A "Danger" sign is seen on the River Thames, on the day data revealed sewage spills into England's rivers and seas by water companies more than doubled last year, in Hambledon, Britain, March 27, 2024. REUTERS/Dylan Martinez
Image:
The NAO said regulators do not have a good understanding of the condition of infrastructure assets

What else is going on?

From today, a new government law comes into effect which could see water bosses who cover up illegal sewage spills imprisoned for up to two years.

Such measures are necessary, Defra said, as some water companies have obstructed investigations and failed to hand over evidence on illegal sewage discharges, preventing crackdowns.

Meanwhile, the Independent Water Commission (IWC), led by former Bank of England deputy governor Sir Jon Cunliffe, is carrying out the largest review of the industry since privatisation.

What the regulators and government say?

In response to the report, Ofwat said: “The NAO’s report is an important contribution to the debate about the future of the water industry.

“We agree with the NAO’s recommendations for Ofwat and we continue to progress our work in these areas, and to contribute to the IWC’s wider review of the regulatory framework. We also look forward to the IWC’s recommendations and to working with government and other regulators to better deliver for customers and the environment.”

An Environment Agency spokesperson said: “We have worked closely with the National Audit Office in producing this report and welcome its substantial contribution to the debate on the future of water regulation.

“We recognise the significant challenges facing the water industry.

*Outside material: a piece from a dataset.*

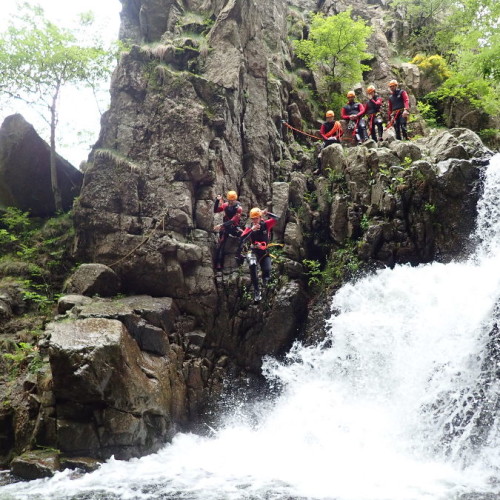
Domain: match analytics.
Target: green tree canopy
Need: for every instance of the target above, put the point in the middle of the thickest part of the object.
(38, 58)
(335, 48)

That is why we will be working with Defra and other water regulators to implement the report’s recommendations and update our frameworks to reflect its findings.”

A Defra spokesperson said: “The government has taken urgent action to fix the water industry – but change will not happen overnight.

“We have put water companies under tough special measures through our landmark Water Act, with new powers to ban the payment of bonuses to polluting water bosses and bring tougher criminal charges against them if they break the law.”

Water UK, which represents the water firms, has been contacted for comment.